C.1      Historique de la DC-090

[8]               Je commencerai par un bref historique de la directive applicable. Les ordinateurs, en tant qu’effets personnels, sont régis par la directive du commissaire intitulée « Effets personnels des détenus ». La première version de la DC 090 a été publiée au mois de janvier 1987, mais depuis lors, la directive a fait l’objet de nombreuses révisions.

 

[9]               La version du mois de septembre 1998 de la DC 090 autorisait le directeur de la Sécurité générale à publier et à distribuer les spécifications techniques pour les ordinateurs, les périphériques et les logiciels des détenus, ce qu’il a fait au mois de novembre 1998. Les spécifications énumérées par le directeur de la Sécurité générale comprenaient un certain nombre de périphériques restreints, qui ne comprenaient pas un syntoniseur de télé.

 

[10]           Au mois d’octobre 2002, le SCC a décrété un moratoire interdisant l’achat de nouveaux ordinateurs et périphériques. Au mois de juin 2003, le moratoire a été levé et une version révisée de la DC 090 a été publiée. La version du mois de juin 2003 énumérait un certain nombre de périphériques interdits, dont les syntoniseurs de télé. La version du mois de juin 2003 comportait également une clause portant sur les exceptions, qui prévoyait que « [l]es détenus qui [avaient] déjà été autorisés à garder un ordinateur ou des périphériques dérogeant aux spécifications précitées [...] [pouvaient] les conserver dans leur cellule ». Cette version de la DC 090 faisait l’objet de la décision rendue dans l’affaire Poulin, où le juge Martineau a annulé une décision du SCC interdisant à M. Poulin de conserver son ordinateur avec le syntoniseur de télé.

 

[11]           En réponse à la décision Poulin, une version révisée de la DC 090 a été publiée le 16 janvier 2006, la clause d’exception étant supprimée de la directive.

 

[12]           La politique a de nouveau été révisée et remplacée par la DC 566‑12, le 5 janvier 2007. En vertu de la DC 566‑12 actuelle, il semble que l’ordinateur de M. Tyrrell soit autorisé en tant qu’ordinateur acquis avant le mois d’octobre 2002, mais sans le syntoniseur de télé, qui est interdit en vertu de la politique. Toutefois, il importe de noter qu’il n’est pas question ici de la DC 566‑12 et que je n’ai pas à rendre une décision définitive au sujet de l’interprétation qu’il convient de donner à cette politique, et ce, parce que la politique qui était en vigueur lorsque la décision faisant l’objet du présent contrôle a été rendue (la décision rendue le 19 septembre 2006 au troisième palier de la procédure de règlement des griefs), était la version de la DC 090 du 16 janvier 2006. La question de savoir quelle version de la politique doit être examinée sera traitée ci‑dessous.

 

C.2 Première question : A‑t‑il été porté atteinte aux droits reconnus à M. Tyrrell par la Charte?

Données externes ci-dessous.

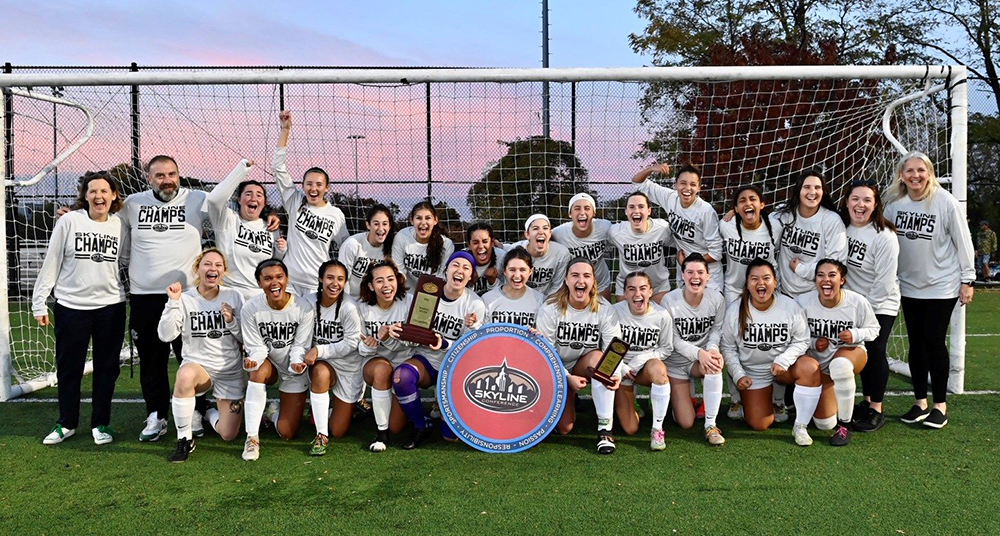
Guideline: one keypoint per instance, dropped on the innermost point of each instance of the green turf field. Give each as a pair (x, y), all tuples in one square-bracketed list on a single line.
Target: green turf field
[(900, 480)]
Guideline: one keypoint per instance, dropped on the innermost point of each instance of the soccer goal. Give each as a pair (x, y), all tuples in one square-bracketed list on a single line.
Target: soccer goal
[(486, 144)]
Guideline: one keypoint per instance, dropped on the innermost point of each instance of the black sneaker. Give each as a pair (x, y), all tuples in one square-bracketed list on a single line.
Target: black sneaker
[(915, 415), (417, 437), (605, 442), (841, 435), (873, 421), (936, 419), (184, 448)]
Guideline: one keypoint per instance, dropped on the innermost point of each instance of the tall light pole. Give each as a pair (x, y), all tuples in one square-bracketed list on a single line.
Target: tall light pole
[(356, 138)]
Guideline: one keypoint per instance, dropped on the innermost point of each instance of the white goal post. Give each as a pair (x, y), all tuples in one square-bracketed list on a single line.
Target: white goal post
[(362, 99)]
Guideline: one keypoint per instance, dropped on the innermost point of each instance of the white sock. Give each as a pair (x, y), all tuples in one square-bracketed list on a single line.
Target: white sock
[(320, 403), (712, 384), (381, 406), (844, 387), (806, 399), (778, 393), (604, 404), (659, 398), (253, 407), (183, 415)]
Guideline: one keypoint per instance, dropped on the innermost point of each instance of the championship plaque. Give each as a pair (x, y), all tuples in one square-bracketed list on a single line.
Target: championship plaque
[(419, 323), (609, 362)]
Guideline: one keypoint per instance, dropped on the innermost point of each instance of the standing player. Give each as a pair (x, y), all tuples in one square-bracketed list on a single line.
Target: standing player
[(640, 242), (422, 248), (581, 325), (243, 237), (81, 270), (840, 322), (548, 259), (646, 328), (935, 271), (764, 340), (384, 307), (333, 359), (206, 316), (698, 314), (694, 224), (459, 311), (586, 236), (277, 330), (361, 251), (514, 302), (315, 227), (873, 256)]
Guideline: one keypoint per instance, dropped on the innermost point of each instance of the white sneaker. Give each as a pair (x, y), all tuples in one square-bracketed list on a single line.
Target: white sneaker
[(102, 435), (251, 449), (801, 435), (155, 428), (197, 425), (58, 435)]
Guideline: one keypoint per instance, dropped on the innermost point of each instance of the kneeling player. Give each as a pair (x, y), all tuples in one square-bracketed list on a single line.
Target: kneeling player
[(697, 313), (647, 329), (206, 316), (276, 327), (333, 359), (839, 322), (764, 340)]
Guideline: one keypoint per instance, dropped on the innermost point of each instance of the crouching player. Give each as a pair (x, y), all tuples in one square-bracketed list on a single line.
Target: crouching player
[(277, 330), (206, 316), (647, 328)]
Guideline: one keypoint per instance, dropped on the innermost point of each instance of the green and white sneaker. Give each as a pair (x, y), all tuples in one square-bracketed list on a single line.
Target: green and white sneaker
[(58, 435), (102, 435), (155, 428)]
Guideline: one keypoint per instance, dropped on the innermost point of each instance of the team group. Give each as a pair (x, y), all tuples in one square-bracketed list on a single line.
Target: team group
[(808, 297)]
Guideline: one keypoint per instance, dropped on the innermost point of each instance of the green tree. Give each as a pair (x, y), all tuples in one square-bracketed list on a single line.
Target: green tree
[(537, 174)]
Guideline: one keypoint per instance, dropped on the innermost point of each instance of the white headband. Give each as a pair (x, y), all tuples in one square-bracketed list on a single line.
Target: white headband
[(532, 218), (582, 197)]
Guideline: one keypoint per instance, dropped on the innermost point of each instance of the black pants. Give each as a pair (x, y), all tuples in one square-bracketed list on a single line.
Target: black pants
[(75, 330), (876, 372), (927, 328)]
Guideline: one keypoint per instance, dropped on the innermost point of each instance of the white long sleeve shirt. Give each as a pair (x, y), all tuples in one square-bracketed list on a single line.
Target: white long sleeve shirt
[(873, 261), (548, 271), (642, 251), (578, 331), (411, 256), (820, 236), (521, 311), (696, 328), (283, 336), (165, 238), (357, 254), (695, 229), (853, 314), (778, 335), (935, 246), (208, 339), (741, 246), (593, 247), (313, 232), (244, 243), (81, 264), (649, 336), (336, 334)]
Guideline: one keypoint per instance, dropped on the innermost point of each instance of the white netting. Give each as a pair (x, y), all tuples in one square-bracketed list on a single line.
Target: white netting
[(457, 142)]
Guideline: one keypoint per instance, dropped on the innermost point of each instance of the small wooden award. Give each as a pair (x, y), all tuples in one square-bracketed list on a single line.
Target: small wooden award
[(609, 362), (419, 323)]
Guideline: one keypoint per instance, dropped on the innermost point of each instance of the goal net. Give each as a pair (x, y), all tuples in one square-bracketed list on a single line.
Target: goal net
[(493, 145)]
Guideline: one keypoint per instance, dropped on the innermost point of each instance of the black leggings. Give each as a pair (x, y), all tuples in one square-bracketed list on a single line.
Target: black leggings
[(876, 372), (927, 328)]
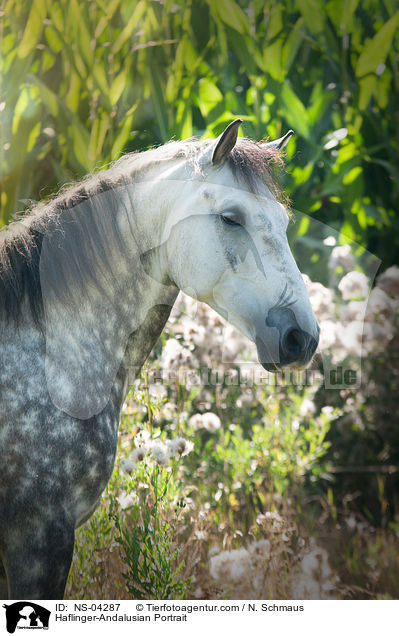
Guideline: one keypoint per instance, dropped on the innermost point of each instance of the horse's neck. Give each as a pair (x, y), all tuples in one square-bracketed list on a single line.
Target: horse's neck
[(141, 342), (147, 220), (103, 317)]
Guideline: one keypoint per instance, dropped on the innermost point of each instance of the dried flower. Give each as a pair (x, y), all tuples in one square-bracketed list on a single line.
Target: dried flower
[(354, 285), (389, 280), (160, 453), (179, 447), (341, 256)]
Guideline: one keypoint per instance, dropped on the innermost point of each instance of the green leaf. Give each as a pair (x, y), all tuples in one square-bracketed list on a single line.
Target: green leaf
[(33, 135), (33, 29), (231, 14), (209, 96), (128, 30), (295, 112), (376, 50), (118, 85), (312, 12)]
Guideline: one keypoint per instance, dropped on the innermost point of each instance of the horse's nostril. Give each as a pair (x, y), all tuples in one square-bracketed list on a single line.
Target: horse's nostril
[(293, 344)]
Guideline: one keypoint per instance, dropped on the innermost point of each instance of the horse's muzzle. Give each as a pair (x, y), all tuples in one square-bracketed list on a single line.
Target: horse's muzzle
[(296, 346)]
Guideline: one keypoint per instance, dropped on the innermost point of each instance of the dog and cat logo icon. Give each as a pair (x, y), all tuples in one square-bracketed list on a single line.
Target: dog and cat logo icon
[(26, 615)]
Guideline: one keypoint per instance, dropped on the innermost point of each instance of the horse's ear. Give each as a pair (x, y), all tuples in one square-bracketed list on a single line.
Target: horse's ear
[(226, 142), (278, 144)]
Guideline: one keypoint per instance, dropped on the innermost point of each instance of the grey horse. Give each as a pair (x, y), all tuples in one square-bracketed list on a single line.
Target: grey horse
[(87, 282)]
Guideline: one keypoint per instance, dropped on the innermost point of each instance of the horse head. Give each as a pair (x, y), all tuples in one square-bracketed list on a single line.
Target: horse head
[(228, 247)]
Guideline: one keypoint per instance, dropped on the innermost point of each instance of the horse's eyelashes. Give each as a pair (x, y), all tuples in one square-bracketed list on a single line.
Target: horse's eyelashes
[(231, 219)]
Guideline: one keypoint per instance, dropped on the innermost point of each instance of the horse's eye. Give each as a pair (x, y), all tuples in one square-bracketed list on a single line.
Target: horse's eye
[(231, 219)]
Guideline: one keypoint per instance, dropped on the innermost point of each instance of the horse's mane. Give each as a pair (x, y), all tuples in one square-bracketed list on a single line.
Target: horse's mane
[(98, 234)]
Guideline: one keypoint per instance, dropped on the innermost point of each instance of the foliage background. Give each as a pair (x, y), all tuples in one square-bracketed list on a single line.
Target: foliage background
[(82, 81)]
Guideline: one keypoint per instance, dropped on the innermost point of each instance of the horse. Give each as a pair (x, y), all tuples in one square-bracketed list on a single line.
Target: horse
[(87, 282)]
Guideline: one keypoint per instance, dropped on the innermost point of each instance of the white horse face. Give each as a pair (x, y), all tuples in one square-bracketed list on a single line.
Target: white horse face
[(233, 254)]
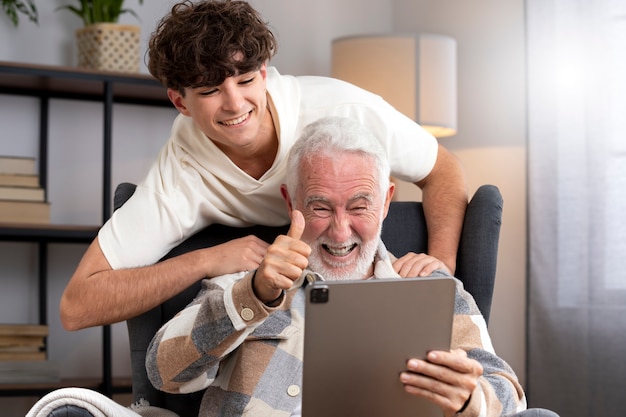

[13]           M. Tyrrell affirme que la décision de lui refuser son syntoniseur de télé l’a privé de son droit d’utiliser un [traduction] « article légal » en violation de l’article 7 de la Charte.

 

[14]           M. Tyrrell soutient également que le SCC l’assujettit à un traitement inhabituel, en violation des droits qui lui sont reconnus à l’article 12 de la Charte, du fait que le SCC reconnaît qu’il est au courant de la décision rendue par la Cour dans l’affaire Poulin, précitée, mais qu’il refuse néanmoins de lui remettre un article admissible.

 

[15]           Enfin, M. Tyrrell soutient qu’en ne lui remettant pas son ordinateur avec son syntoniseur de télé sans aucune preuve que son utilisation du syntoniseur de télé pose un risque, le SCC a confisqué son bien en violation des droits que lui garantit l’article 8 de la Charte.

 

[16]           J’examinerai chacune des prétendues atteintes.

 

C.2.1 Article 7

[17]           Afin d’établir une infraction à l’article 7 de la Charte, le demandeur doit démontrer qu’il y a eu atteinte à la vie, à la liberté ou à la sécurité de sa personne. Si aucun droit de ce genre n’est en cause, il est inutile de poursuivre l’analyse fondée sur l’article 7 (Blencoe c. Colombie‑Britannique (Human Rights Commission), [2000] 2 R.C.S. 307, paragraphe 47).

 

[18]           Dans l’affaire dont je suis ici saisie, M. Tyrrell n’a pas indiqué quel droit prévu à l’article 7 (la vie, la liberté ou la sécurité de la personne) a été violé par suite des mesures prises par le défendeur. De toute évidence, le fait d’être privé du syntoniseur de télé ne met pas la vie de M. Tyrrell en danger. Par conséquent, je me demanderai uniquement si les droits à la liberté et à la sécurité de la personne de M. Tyrrell ont été violés.

 

[19]           Le droit à la liberté protégé par l’article 7 a été examiné dans un certain nombre de décisions. Dans l’arrêt Blencoe, précité, au paragraphe 49, le juge Bastarache a fait remarquer que « la "liberté" est en cause lorsque des contraintes ou des interdictions de l’État influent sur les choix importants et fondamentaux qu’une personne peut faire dans sa vie ». Dans l’arrêt R. c. Clay, [2003] 3 R.C.S. 735, les juges Gonthier et Binnie ont examiné la jurisprudence concernant le droit à la liberté prévu à l’article 7 et ils ont conclu ce qui suit :

Il ressort selon nous de ces diverses citations que le droit à la liberté prévu à l’art. 7 est considéré comme un droit touchant à l’essence même de ce que signifie le fait d’être une personne humaine autonome dotée de dignité et d’indépendance eu égard aux « sujets qui peuvent à juste titre être qualifiés de fondamentalement ou d’essentiellement personnels » (Clay, précité, paragraphe 31).

 

[20]           En l’espèce, M. Tyrrell a fourni un affidavit dans lequel il déclare avoir été privé des avantages suivants du fait qu’il n’a pas son ordinateur avec le syntoniseur de télé :

 

(i)                  l’accès aux fichiers se rapportant aux journaux qu’il tient aux fins de la réadaptation et de la prévention des rechutes;

(ii)                le refus d’accorder la semi-liberté parce qu’il n’a pas pu fournir un imprimé de ses journaux en vue de prouver qu’il les tenait;

(iii)               l’accès à des émissions de télévision éducatives et professionnelles axées sur sa réinsertion dans la société et l’enregistrement de pareilles émissions;

(iv)              des divertissements éducatifs et récréatifs : jeux, rédaction, traitement de texte, programmes d’apprentissage, compétences en dactylographie, etc.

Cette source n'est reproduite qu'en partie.